The African claims could be even more embarrassing for the IPCC because they appear not only in its report on climate change impacts but, unlike the glaciers claim, are also repeated in its Synthesis Report.William Sprigg, a leading climate scientist said it best,"the IPCC is biased, conflicted, [and] pushing political agendas," The "protective wall" surrounding the global warming hoaxers is crumbling before our very eyes, and the world will be better off for it.
This report is the IPCC’s most politically sensitive publication, distilling its most important science into a form accessible to politicians and policy makers. Its lead authors include Pachauri himself.
In it he wrote: “By 2020, in some countries, yields from rain-fed agriculture could be reduced by up to 50%. Agricultural production, including access to food, in many African countries is projected to be severely compromised.” The same claims have since been cited in speeches to world leaders by Pachauri and Ban.
Speaking at the 2008 global climate talks in Poznan, Poland, Pachauri said: “In some countries of Africa, yields from rain-fed agriculture could be reduced by 50% by 2020.” In a speech last July, Ban said: “Yields from rain-fed agriculture could fall by half in some African countries over the next 10 years.”
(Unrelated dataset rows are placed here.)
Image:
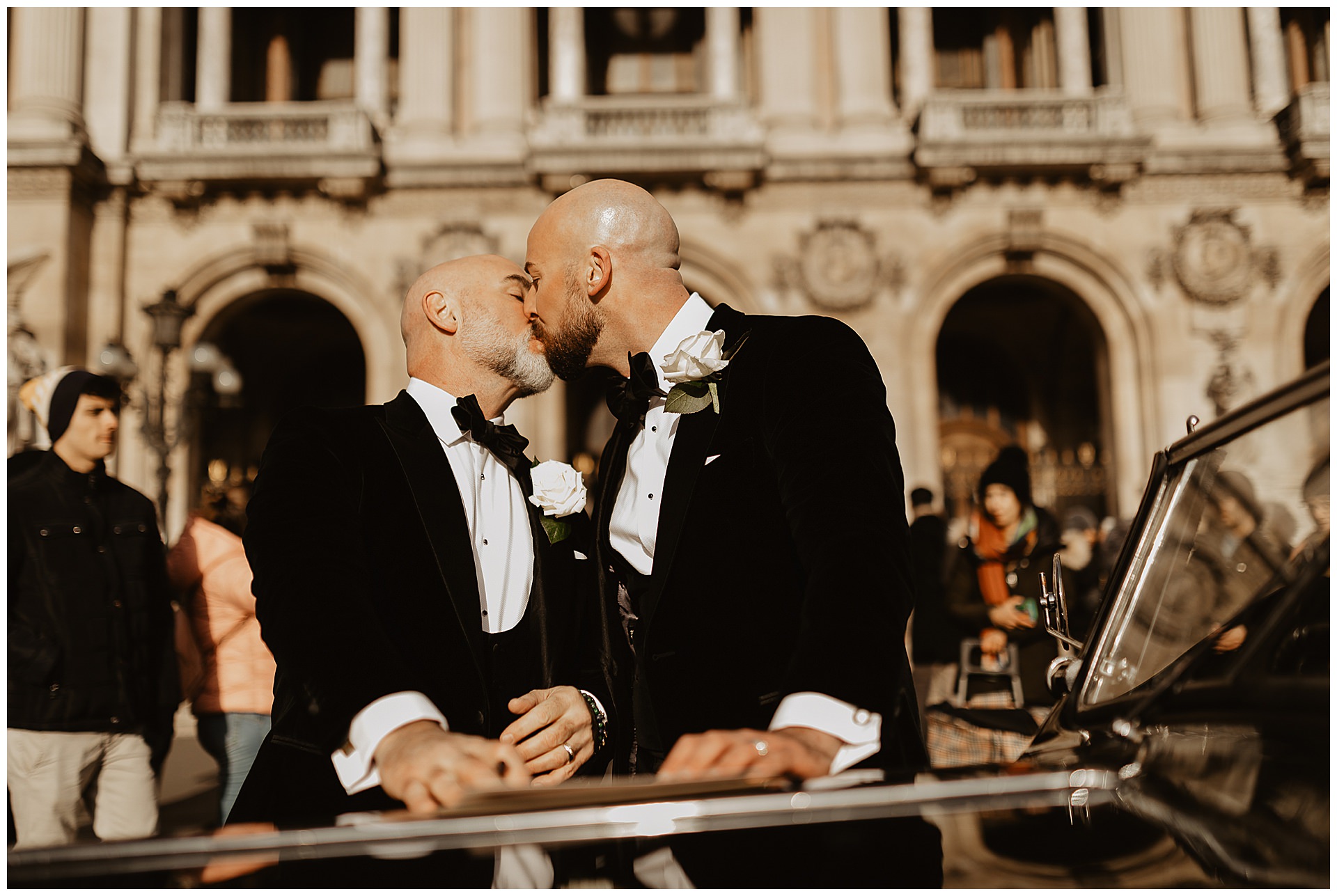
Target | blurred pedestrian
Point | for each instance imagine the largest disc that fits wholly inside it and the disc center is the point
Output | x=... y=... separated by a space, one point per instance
x=1318 y=495
x=935 y=636
x=1081 y=538
x=234 y=692
x=93 y=673
x=1245 y=551
x=994 y=588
Speaking this weekend, Field said: “I was not an author on the Synthesis Report but on reading it I cannot find support for the statement about African crop yield declines.”
Watson said such claims should be based on hard evidence. “Any such projection should be based on peer-reviewed literature from computer modelling of how agricultural yields would respond to climate change. I can see no such data supporting the IPCC report,” he said.
The claims in the Synthesis Report go back to the IPCC’s report on the global impacts of climate change. It warns that all Africa faces a long-term threat from farmland turning to desert and then says of north Africa, “additional risks that could be exacerbated by climate change include greater erosion, deficiencies in yields from rain-fed agriculture of up to 50% during the 2000-20 period, and reductions in crop growth period (Agoumi, 2003)”.
“Agoumi” refers to a 2003 policy paper written for the International Institute for Sustainable Development, a Canadian think tank. The paper was not peer-reviewed.
Its author was Professor Ali Agoumi, a Moroccan climate expert who looked at the potential impacts of climate change on Tunisia, Morocco and Algeria. His report refers to the risk of “deficient yields from rain-based agriculture of up to 50% during the 2000–20 period”.
These claims refer to other reports prepared by civil servants in each of the three countries as submissions to the UN. These do not appear to have been peer-reviewed either.
The IPCC is also facing criticism over its reports on how sea level rise might affect Holland. Dutch ministers have demanded that it correct a claim that more than half of the Netherlands lies below sea level when, in reality, it is about a quarter.
The errors seem likely to bring about change at the IPCC. Field said: “The IPCC needs to investigate a more sophisticated approach for dealing with emerging errors.”
1 comment:
The most amazing thing is where they are getting their information. Student papers? Magazine articles?
Good lord. These people want to shift trillions of dollars and control vast resources based on THAT?